A "stretch goal" of sorts is that in an ideal world we would also have some control over the nature of the critical points, eg. prescribe a condition such as $p'(x_i)p'(x_{i+1})<0$ or possibly even greater control.
What does it all mean? This would answer one of the so-called "calculus superstition" problems undergraduates often have, i.e. any snippet of a random graph is secretly a polynomial graph, we teaching them are just making them suffer needlessly.
One approach is to start with $p_0(x)$ determined by the derivative criteria, using basic calculus to produce $P_0(x)$ satisfying our second condition, and choosing a primitive so that say $p(x_1)=y_1$. Now if we scale $p_0$ in addition, we can make it so $p(x_2) = y_2$ as well if needed, as we might as well consider $x_1=0$ by a variable shift, if necessary. But for $3$ or more points, this approach no longer works.

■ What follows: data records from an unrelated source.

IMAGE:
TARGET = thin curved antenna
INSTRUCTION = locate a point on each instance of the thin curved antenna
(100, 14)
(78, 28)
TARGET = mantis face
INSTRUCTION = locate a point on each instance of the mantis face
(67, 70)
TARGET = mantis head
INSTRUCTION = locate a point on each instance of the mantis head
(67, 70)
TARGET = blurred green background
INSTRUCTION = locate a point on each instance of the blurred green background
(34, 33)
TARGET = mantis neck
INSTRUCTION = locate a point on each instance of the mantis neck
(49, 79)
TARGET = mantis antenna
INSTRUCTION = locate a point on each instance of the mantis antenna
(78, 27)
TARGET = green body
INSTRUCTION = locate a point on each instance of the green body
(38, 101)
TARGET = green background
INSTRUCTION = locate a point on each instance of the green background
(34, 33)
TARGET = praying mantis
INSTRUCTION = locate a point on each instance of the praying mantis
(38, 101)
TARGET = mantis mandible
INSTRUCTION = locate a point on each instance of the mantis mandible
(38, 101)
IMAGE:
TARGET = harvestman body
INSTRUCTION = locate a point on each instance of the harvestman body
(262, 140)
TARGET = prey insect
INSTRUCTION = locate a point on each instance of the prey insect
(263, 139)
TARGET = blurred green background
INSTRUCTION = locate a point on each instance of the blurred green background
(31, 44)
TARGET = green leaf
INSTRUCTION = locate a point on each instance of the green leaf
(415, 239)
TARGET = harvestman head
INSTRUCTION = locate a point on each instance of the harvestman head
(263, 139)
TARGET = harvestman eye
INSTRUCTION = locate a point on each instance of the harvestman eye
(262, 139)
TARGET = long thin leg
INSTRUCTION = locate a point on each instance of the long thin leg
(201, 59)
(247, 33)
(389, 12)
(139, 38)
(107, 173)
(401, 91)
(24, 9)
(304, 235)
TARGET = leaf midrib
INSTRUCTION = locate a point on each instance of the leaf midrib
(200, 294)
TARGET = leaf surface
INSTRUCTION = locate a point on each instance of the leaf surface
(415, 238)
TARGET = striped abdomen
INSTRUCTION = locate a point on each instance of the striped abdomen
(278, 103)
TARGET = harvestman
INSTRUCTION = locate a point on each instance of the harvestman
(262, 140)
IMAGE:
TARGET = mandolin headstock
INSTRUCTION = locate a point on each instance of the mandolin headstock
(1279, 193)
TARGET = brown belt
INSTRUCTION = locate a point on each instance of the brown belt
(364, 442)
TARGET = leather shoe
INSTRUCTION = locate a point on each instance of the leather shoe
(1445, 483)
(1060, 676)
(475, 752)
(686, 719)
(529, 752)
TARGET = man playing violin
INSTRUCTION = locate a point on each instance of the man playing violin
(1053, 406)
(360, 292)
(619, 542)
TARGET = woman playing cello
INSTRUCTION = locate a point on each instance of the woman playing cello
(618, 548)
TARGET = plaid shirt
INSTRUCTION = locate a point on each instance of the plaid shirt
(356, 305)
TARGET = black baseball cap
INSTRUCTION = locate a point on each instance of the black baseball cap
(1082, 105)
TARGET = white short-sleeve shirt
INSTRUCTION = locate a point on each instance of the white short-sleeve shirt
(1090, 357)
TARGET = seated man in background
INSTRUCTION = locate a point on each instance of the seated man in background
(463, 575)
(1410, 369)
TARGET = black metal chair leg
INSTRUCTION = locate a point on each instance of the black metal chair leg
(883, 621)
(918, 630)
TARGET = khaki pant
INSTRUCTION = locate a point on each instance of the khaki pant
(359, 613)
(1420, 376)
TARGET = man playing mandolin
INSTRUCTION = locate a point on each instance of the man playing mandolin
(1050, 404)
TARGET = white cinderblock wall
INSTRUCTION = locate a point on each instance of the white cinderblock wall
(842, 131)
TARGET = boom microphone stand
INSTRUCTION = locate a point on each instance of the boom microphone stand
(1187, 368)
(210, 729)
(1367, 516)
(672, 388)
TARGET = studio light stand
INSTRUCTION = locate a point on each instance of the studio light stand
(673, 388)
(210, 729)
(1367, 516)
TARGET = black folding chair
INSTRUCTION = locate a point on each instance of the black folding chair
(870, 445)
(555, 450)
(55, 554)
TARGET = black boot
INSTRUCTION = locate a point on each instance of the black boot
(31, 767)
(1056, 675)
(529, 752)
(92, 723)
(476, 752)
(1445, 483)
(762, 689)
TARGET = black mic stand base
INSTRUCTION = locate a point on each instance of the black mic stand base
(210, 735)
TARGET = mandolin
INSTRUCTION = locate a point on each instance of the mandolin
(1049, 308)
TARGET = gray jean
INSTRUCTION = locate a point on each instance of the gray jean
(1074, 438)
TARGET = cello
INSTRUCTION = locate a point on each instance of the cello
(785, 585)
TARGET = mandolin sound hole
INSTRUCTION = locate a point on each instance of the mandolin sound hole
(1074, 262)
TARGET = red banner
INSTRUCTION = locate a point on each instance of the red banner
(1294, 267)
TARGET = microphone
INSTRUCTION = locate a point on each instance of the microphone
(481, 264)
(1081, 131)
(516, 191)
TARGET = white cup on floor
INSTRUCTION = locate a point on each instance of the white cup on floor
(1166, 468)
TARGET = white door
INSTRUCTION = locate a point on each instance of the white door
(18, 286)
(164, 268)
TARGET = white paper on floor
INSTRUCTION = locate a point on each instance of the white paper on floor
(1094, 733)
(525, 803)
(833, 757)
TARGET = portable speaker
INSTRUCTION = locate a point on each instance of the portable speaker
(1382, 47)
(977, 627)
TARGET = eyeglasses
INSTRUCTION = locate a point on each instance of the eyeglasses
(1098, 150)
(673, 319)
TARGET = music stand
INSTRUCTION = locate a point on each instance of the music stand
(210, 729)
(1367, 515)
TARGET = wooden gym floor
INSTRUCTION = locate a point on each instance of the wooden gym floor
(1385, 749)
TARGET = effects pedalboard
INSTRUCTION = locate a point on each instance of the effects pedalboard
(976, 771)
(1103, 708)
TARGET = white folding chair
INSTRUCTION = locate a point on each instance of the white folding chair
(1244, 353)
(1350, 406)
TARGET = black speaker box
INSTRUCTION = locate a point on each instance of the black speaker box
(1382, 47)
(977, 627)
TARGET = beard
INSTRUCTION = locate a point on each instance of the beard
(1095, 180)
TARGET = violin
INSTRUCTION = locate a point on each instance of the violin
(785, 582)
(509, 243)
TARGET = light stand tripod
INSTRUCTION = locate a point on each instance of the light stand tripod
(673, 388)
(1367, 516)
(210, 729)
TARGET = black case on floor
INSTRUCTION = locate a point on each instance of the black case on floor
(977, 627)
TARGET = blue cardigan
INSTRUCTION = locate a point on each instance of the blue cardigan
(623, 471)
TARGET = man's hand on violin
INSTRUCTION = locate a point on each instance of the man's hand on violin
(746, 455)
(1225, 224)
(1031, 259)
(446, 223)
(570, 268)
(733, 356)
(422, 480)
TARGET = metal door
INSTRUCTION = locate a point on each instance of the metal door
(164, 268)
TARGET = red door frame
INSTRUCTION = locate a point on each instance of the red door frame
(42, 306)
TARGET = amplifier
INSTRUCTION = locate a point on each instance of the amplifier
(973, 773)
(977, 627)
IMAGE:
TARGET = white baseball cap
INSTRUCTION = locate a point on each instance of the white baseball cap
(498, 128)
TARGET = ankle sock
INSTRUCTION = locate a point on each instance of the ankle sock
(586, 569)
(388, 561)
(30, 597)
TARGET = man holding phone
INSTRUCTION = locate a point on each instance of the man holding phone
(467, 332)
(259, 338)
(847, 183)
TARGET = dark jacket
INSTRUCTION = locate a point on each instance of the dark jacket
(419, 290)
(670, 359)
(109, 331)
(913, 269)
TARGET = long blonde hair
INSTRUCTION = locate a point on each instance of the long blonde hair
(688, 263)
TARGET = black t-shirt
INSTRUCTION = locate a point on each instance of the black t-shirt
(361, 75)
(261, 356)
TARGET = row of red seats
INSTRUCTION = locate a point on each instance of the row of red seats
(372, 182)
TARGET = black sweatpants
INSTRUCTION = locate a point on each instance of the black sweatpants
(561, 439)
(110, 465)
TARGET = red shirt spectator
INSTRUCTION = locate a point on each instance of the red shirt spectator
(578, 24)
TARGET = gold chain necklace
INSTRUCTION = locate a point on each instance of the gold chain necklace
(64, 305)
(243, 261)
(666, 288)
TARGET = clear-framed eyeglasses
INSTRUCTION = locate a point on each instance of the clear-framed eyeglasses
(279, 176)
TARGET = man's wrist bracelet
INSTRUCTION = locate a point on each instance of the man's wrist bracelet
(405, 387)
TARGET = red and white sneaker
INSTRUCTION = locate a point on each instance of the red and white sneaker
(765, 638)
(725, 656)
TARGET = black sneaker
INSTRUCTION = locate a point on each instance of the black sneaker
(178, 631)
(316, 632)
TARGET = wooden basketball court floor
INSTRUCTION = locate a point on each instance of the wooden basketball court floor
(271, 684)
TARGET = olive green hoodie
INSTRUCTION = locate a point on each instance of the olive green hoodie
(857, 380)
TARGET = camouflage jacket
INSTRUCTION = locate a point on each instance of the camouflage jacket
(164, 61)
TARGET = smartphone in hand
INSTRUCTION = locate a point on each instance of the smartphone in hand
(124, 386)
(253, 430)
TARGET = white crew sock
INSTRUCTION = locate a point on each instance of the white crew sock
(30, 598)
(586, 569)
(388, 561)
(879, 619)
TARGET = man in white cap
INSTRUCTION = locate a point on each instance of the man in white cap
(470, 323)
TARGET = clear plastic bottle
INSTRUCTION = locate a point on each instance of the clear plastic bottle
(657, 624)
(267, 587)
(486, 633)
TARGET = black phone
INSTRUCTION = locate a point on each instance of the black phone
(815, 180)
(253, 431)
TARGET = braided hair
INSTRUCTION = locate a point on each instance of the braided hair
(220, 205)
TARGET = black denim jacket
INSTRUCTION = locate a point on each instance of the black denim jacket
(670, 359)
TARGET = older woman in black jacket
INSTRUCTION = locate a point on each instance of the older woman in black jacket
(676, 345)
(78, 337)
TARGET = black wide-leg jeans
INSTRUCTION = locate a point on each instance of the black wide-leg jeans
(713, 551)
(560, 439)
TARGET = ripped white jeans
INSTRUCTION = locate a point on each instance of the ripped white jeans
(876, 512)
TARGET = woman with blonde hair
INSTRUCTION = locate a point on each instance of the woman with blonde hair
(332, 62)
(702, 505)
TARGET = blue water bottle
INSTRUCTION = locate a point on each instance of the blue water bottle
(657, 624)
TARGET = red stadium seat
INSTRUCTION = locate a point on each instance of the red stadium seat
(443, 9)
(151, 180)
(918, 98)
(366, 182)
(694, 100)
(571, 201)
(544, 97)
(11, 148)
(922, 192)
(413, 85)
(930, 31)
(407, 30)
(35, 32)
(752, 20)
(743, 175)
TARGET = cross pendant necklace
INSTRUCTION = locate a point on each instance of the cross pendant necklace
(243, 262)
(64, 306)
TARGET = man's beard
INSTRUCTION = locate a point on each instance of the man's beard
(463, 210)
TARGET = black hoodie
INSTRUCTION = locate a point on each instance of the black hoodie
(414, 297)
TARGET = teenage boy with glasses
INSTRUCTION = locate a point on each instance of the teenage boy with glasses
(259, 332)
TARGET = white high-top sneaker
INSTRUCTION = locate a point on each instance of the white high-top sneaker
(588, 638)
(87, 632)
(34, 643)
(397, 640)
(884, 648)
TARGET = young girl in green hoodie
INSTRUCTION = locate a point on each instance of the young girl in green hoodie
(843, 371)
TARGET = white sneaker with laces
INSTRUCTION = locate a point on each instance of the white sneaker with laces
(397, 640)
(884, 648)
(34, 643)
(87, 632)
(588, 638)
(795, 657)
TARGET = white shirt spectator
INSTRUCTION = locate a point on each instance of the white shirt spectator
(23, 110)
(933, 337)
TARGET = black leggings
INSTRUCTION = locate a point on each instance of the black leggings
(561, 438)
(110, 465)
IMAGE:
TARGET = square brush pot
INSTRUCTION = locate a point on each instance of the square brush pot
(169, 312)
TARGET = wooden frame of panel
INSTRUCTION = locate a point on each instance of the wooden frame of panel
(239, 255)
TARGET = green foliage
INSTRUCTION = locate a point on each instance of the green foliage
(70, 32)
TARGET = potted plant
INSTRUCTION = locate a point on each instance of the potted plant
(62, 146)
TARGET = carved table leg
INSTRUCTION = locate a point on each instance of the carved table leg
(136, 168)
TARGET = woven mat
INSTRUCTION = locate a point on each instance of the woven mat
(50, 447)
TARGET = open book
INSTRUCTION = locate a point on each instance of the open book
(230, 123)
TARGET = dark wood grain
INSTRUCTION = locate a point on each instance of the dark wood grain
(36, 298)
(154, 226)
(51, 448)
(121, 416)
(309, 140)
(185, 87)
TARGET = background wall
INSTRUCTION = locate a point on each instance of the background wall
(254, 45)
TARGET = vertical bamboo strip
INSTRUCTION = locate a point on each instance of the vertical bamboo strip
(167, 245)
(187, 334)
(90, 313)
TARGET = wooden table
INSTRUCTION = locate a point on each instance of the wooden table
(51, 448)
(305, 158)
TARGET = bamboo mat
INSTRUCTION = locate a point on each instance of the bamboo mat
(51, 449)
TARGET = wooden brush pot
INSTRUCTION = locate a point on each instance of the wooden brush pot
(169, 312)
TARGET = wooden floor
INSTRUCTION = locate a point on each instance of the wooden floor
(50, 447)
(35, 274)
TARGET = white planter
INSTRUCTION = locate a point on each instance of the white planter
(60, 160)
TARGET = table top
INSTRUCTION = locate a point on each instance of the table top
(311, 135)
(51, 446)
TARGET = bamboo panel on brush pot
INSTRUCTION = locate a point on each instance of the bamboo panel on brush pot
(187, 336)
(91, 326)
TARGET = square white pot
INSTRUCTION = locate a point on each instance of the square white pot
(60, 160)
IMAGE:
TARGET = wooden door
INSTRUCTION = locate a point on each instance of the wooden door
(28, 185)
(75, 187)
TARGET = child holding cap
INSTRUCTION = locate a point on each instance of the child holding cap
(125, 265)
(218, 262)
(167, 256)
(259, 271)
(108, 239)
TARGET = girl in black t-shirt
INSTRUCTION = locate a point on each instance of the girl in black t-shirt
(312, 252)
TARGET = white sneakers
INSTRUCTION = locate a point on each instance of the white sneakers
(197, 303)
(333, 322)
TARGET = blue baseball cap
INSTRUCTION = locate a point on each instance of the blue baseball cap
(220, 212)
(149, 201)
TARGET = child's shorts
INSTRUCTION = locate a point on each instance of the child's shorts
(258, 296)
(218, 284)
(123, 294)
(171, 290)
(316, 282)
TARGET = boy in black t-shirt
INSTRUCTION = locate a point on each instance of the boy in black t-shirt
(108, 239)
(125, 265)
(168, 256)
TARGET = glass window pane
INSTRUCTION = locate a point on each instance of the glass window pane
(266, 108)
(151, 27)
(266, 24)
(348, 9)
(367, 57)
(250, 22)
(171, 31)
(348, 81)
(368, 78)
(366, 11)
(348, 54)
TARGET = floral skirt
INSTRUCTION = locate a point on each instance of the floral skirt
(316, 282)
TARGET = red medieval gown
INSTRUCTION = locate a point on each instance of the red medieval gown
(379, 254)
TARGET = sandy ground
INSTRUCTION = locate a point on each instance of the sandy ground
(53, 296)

One is tempted to attempt the following construction in the case no $y_i =0$ (which I'm willing to grant for the time being as this won't even work in the special case):
Construct $P_0(x)$ as before, and consider $A(x)$ so that $A(x_i) = y_i / P_0(x_i)$, so that $P_1(x) = A(x_i)P_0(x_i) = y_i$. We immediately run into a problem though as here $P_1'(x) = A'(x)P_0(x) + A(x)P_0'(x)$ which makes this problem self-referential: we'd need to be able to construct $A(x)$ with the same critical points and it's own values there prescribed.
For my part I'm not sure I believe such a thing exists, but unlike the original problem the freedom in degree frees up a lot of wiggle room. The only answer to the linked question given (at the time of this posting) is Alexandre Eremenko's and of course those familiar with interpolation recognize its truth and that the two free parameters mean one could prescribe all of one and $2$ of the other with a given degree, but it's not clear to me (possibly because I am missing something quite obvious) that with no degree bound doesn't make the modified version of the problem work.